Check the v5 cluster modification API reference to find out how to convert a cluster programmatically using the Giant Swarm REST API.

Via the Management API

In order to convert a single node control plane to high availability, the cluster’s G8sControlPlane has to be modified. First you have to find the resource for your cluster ID. The following command helps with that:

kubectl get g8scontrolplanes.infrastructure.giantswarm.io \
  -l giantswarm.io/cluster=<CLUSTER_ID>

As a result, you should find one G8sControlPlane with the name showing in the first output column. Use that name in the kubectl edit command, or a kubectl patch command alternatively. For interactive editing:

kubectl edit g8scontrolplanes.infrastructure.giantswarm.io <NAME>

The .spec.replicas attribute, which specifies the number of control plane nodes to run, must be changed from 1 to 3.

For non-interactive patching:

kubectl patch g8scontrolplanes.infrastructure.giantswarm.io <NAME> \
  --type merge -p '{"spec": {"replicas": 3}}

Once that is done, the operators will reconcile the desired state and create the additional control plane nodes.

Technical details

Why three control plane nodes

At Giant Swarm we operate “stacked” clusters where etcd replicas run on the same machines as the Kubernetes control plane nodes. Each control plane node runs control plane components and a member of an etcd cluster.

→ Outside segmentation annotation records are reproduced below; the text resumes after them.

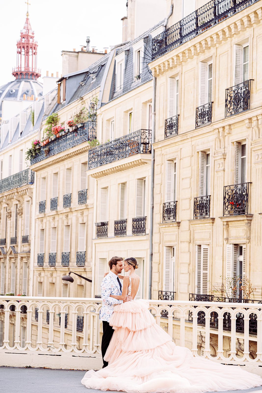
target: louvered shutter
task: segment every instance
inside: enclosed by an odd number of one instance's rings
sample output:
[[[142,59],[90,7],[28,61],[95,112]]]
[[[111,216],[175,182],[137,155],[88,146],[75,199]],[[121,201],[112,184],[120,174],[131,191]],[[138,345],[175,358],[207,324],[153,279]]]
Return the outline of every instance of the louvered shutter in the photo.
[[[97,279],[97,294],[101,296],[101,283],[104,278],[104,275],[108,270],[105,258],[99,258],[98,260],[98,277]]]
[[[65,252],[70,251],[70,226],[65,225],[64,230],[64,251]]]
[[[238,84],[243,82],[243,46],[235,45],[234,62],[234,84]]]
[[[66,194],[71,193],[71,168],[68,168],[66,171]]]
[[[86,224],[84,222],[81,222],[79,224],[79,234],[78,240],[78,251],[85,251],[85,237]]]
[[[207,101],[207,64],[199,63],[199,105],[204,105]]]
[[[27,262],[23,263],[23,294],[26,295],[27,292]]]
[[[203,151],[199,152],[199,196],[205,195],[205,173],[206,154]]]
[[[86,170],[87,165],[86,163],[81,164],[81,189],[86,189]]]
[[[108,188],[101,188],[100,194],[100,221],[107,221]]]

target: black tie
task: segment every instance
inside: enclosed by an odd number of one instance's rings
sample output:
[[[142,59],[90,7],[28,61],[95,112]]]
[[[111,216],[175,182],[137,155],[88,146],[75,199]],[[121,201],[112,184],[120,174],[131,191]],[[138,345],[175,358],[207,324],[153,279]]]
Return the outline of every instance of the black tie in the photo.
[[[120,287],[120,290],[122,290],[122,285],[121,285],[121,283],[120,282],[120,280],[119,279],[118,277],[117,277],[117,281],[118,281],[118,283],[119,284],[119,286]]]

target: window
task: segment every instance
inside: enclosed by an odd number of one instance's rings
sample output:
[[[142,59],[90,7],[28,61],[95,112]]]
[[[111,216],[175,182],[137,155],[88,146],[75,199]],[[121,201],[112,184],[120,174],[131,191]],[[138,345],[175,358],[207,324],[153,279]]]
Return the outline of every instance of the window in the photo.
[[[208,294],[209,246],[196,246],[196,293]]]
[[[178,78],[169,78],[167,116],[172,118],[178,114]]]
[[[210,195],[210,153],[199,152],[199,196]]]
[[[166,202],[176,200],[176,162],[167,162]]]

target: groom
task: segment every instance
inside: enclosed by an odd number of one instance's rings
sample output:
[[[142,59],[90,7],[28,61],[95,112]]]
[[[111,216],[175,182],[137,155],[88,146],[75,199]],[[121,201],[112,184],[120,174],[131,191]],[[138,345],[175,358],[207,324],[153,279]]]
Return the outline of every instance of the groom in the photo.
[[[103,322],[103,335],[101,343],[101,351],[104,367],[108,365],[107,362],[104,360],[110,340],[114,333],[114,329],[109,325],[109,321],[114,311],[114,305],[120,304],[123,300],[117,300],[110,295],[122,295],[122,285],[118,274],[123,269],[123,259],[121,257],[113,257],[108,263],[110,272],[104,277],[101,283],[101,297],[102,306],[100,310],[99,318]],[[127,296],[124,302],[132,300],[132,296]]]

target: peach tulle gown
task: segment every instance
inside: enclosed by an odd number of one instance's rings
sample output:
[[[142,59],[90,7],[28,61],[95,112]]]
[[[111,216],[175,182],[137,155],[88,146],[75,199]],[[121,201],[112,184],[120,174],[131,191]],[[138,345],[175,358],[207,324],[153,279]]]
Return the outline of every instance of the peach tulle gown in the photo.
[[[131,281],[128,294],[131,293]],[[235,366],[194,357],[157,325],[145,300],[115,306],[115,329],[104,357],[107,367],[87,371],[86,387],[130,393],[197,393],[247,389],[262,385],[258,375]]]

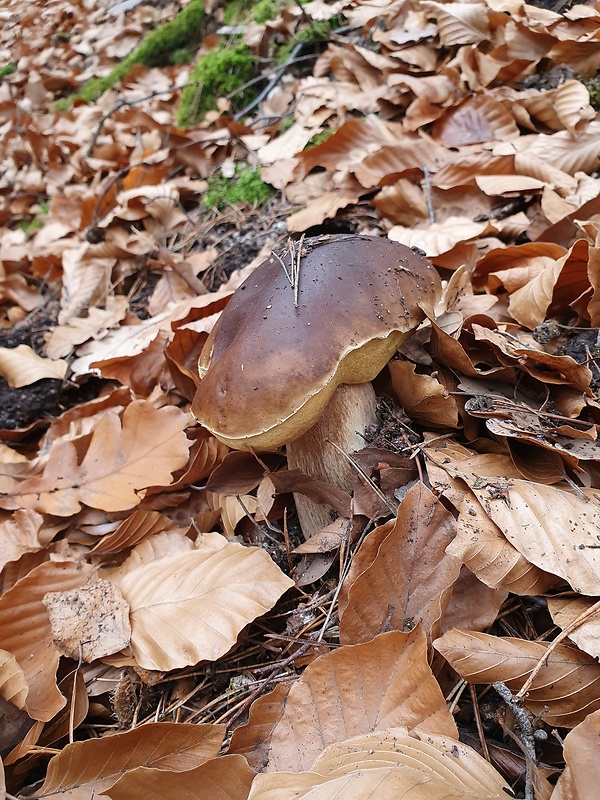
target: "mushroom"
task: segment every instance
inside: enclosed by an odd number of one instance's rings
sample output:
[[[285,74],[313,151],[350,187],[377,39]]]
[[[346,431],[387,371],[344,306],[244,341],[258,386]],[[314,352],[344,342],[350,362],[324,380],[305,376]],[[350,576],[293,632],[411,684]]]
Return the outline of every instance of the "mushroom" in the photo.
[[[425,319],[439,277],[419,252],[388,239],[301,240],[238,287],[208,337],[192,411],[237,450],[286,445],[288,465],[350,491],[345,452],[375,420],[371,381]],[[310,538],[331,521],[297,497]],[[324,513],[323,513],[324,512]],[[316,517],[315,517],[316,514]]]

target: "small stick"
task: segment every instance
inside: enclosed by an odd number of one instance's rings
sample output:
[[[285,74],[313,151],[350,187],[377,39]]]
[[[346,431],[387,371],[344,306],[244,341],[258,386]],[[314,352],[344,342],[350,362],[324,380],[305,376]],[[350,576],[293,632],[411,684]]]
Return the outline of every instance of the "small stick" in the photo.
[[[423,170],[423,178],[425,179],[425,199],[427,200],[427,210],[429,211],[429,224],[433,225],[435,222],[435,212],[433,210],[433,200],[431,198],[431,174],[427,164],[421,167]]]
[[[573,631],[576,628],[579,628],[580,625],[583,625],[583,623],[586,622],[590,617],[593,617],[595,614],[597,614],[598,611],[600,611],[600,600],[594,603],[593,606],[590,606],[590,608],[588,608],[587,611],[584,611],[582,614],[580,614],[577,617],[577,619],[573,620],[573,622],[570,622],[566,626],[566,628],[563,628],[563,630],[558,634],[556,639],[554,639],[550,643],[548,649],[546,650],[544,655],[540,658],[538,663],[535,665],[535,667],[531,671],[530,676],[527,678],[527,680],[521,687],[519,693],[516,695],[516,698],[517,700],[519,700],[519,702],[525,697],[525,695],[531,688],[531,684],[539,675],[540,670],[545,666],[546,662],[548,661],[548,657],[550,656],[550,653],[552,653],[552,651],[558,647],[558,645],[563,641],[563,639],[566,639],[567,636],[569,636],[569,634],[573,633]]]
[[[525,800],[534,800],[533,781],[531,777],[531,764],[535,764],[535,738],[533,735],[533,725],[528,712],[521,705],[519,695],[513,696],[506,684],[496,681],[492,684],[506,705],[510,708],[521,732],[521,741],[525,748],[526,770],[525,770]]]
[[[92,139],[88,145],[88,149],[85,151],[86,158],[89,158],[92,155],[94,147],[96,146],[96,142],[98,141],[98,137],[100,136],[100,133],[104,126],[104,123],[106,122],[106,120],[112,117],[115,111],[119,111],[121,108],[124,108],[125,106],[135,106],[138,103],[144,103],[146,100],[152,100],[153,97],[158,97],[158,95],[160,94],[171,94],[171,92],[178,92],[180,89],[185,89],[187,86],[194,86],[195,83],[196,83],[195,81],[192,81],[191,83],[182,83],[181,86],[171,86],[169,89],[160,89],[157,90],[156,92],[151,92],[150,94],[147,94],[145,97],[138,97],[135,100],[124,100],[124,99],[118,100],[115,103],[115,105],[100,118],[100,122],[98,123],[98,127],[96,128],[96,132],[92,136]]]

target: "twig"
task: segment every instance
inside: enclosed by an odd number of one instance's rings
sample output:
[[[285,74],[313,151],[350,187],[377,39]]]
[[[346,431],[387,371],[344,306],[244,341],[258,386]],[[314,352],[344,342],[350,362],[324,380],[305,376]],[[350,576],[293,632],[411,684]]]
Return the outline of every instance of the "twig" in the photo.
[[[421,167],[423,170],[423,178],[425,179],[425,199],[427,200],[427,210],[429,211],[429,224],[433,225],[435,222],[435,212],[433,210],[433,200],[431,198],[431,174],[427,164]]]
[[[312,53],[310,55],[300,56],[300,57],[296,58],[296,53],[300,52],[303,44],[304,44],[304,42],[298,42],[298,44],[294,45],[294,48],[293,48],[292,52],[290,53],[290,57],[288,58],[288,60],[275,70],[275,73],[273,74],[273,77],[267,83],[265,88],[254,98],[254,100],[252,100],[251,103],[248,103],[248,105],[245,108],[242,108],[241,111],[238,111],[237,114],[233,115],[233,118],[234,118],[234,120],[236,120],[236,122],[238,120],[240,120],[242,117],[245,117],[246,114],[249,114],[253,109],[256,108],[257,105],[262,103],[262,101],[269,94],[269,92],[271,92],[271,90],[275,88],[275,86],[279,82],[279,79],[282,77],[284,72],[289,67],[291,67],[292,64],[295,64],[298,61],[305,61],[305,60],[307,60],[309,58],[315,58],[314,54],[312,54]],[[234,94],[237,94],[238,92],[239,92],[239,90],[236,90],[236,92],[234,92]]]
[[[332,442],[332,441],[331,441],[331,439],[327,439],[327,442],[328,442],[328,444],[330,444],[330,445],[332,445],[333,447],[335,447],[335,449],[338,451],[338,453],[340,453],[340,455],[344,456],[344,458],[345,458],[345,459],[346,459],[346,460],[347,460],[347,461],[348,461],[350,464],[352,464],[352,466],[354,467],[354,469],[355,469],[355,470],[358,472],[358,474],[361,476],[361,478],[363,478],[363,479],[364,479],[364,480],[367,482],[367,484],[368,484],[368,485],[371,487],[371,489],[372,489],[372,490],[375,492],[375,494],[376,494],[376,495],[377,495],[377,497],[378,497],[378,498],[381,500],[381,502],[382,502],[382,503],[385,503],[385,505],[387,506],[387,508],[389,508],[390,512],[391,512],[391,513],[392,513],[394,516],[397,516],[397,515],[398,515],[398,506],[394,506],[394,504],[393,504],[393,503],[391,503],[391,502],[390,502],[390,501],[387,499],[387,497],[386,497],[386,496],[384,495],[384,493],[381,491],[381,489],[379,488],[379,486],[377,486],[377,484],[376,484],[376,483],[373,481],[373,479],[372,479],[372,478],[370,478],[370,477],[367,475],[367,473],[366,473],[366,472],[364,471],[364,469],[363,469],[363,468],[360,466],[360,464],[357,464],[357,462],[356,462],[356,461],[355,461],[355,460],[352,458],[352,456],[351,456],[351,455],[349,455],[349,454],[348,454],[348,453],[346,453],[344,450],[342,450],[342,448],[341,448],[341,447],[339,447],[339,445],[337,445],[335,442]]]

In order to achieve high availability in an etcd cluster, a quorum (majority of members) is needed. With three members, one member is allowed to become dysfunctional at any time, e. g. through a machine failure or availability zone outage.

The number of three control plane nodes running three etcd members is a good balance between resilience and cost. While it would be technically possible to run five or more control plane nodes, this is not currently supported with Giant Swarm workload clusters.

Limitations

  • Currently only supported AWS. Not supported on Azure and KVM.
  • Short API downtimes are still possible during cluster modifications, especially when the leader of the etcd cluster (the member that handles write requests) changes. This happens when the node that hosts the etcd leader has to be modified. Typical cases for this would be an upgrade to a newer workload cluster release or the conversion from a single to multiple control plane nodes. These downtimes are expected to last only a few seconds.
  • Conversion of a cluster from high availability (three control plane nodes) to a single control plane node is not possible.